Ranking article comments using reinforcement learning

Lester Solbakken • Back to Haystack Europe 2019

View the slides and video of this talk.

When allowing users to make comments on your content pages you face the problem that not all of them are worth showing - a difficult problem to solve. In this talk we’ll show how this problem was attacked using reinforcement learning at serving time on Yahoo content sites, using the Vespa open source platform to create a scalable production solution.

Yahoo properties such as Yahoo Finance, News and Sports allow users to comment on the articles, similar to many other apps and websites. To support this the team needed a system that can add, find, count and serve comments at scale in real time. Not all comments are equally as interesting or relevant though, and some articles can have hundreds of thousands of comments, so a good commenting system must also choose the right comments among these to show to users viewing the article. To accomplish this, the system must observe what users are doing and learn how to pick comments that are interesting.
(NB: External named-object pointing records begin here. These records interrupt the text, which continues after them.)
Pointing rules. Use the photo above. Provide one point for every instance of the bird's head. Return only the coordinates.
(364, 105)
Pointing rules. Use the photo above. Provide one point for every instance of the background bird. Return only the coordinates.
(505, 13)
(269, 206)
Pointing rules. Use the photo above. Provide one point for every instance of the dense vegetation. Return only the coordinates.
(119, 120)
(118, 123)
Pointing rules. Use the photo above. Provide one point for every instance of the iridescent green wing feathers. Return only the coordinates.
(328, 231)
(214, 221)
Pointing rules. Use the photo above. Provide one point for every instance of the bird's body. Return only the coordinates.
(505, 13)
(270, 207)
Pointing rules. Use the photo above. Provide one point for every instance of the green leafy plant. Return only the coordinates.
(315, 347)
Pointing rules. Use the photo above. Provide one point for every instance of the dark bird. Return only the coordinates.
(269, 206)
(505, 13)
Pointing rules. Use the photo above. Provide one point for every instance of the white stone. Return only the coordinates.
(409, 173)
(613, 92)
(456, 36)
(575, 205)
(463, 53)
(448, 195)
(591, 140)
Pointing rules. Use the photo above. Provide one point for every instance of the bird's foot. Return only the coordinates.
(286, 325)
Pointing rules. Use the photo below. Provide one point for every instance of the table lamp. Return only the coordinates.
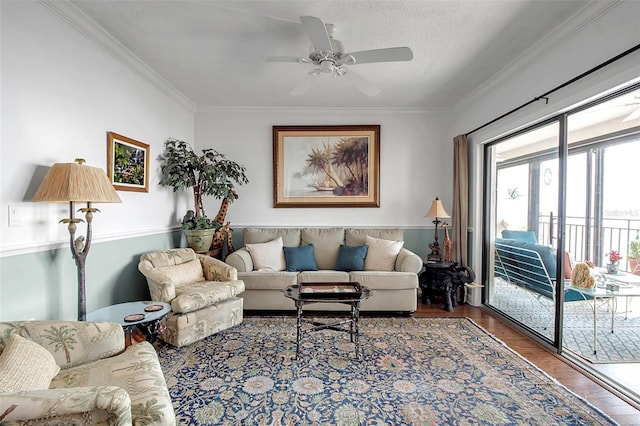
(75, 182)
(437, 211)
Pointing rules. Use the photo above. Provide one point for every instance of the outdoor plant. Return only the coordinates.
(210, 173)
(614, 256)
(634, 247)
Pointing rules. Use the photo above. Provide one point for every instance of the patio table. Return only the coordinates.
(629, 286)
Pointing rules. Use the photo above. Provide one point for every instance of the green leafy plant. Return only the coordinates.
(200, 222)
(210, 173)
Here we’ll explain how this problem was solved for Yahoo properties by using Vespa - the open source big data serving engine. We’ll start with the basics and then show how comment selection using neural nets and reinforcement learning was implemented with the successful result of increasing the average time spent per user on the sites.

Lester Solbakken is a Principle Software Engineer at Verizon Media (previously Yahoo) on the vespa.ai platform, the open big data serving engine. His primary focus areas are machine learning engineering with emphasis on serving and search system ranking. Lester previously pursued a PhD within Artificial Intelligence and Machine Learning with neural networks, exploratory data analysis and self-organizing systems as main research topics.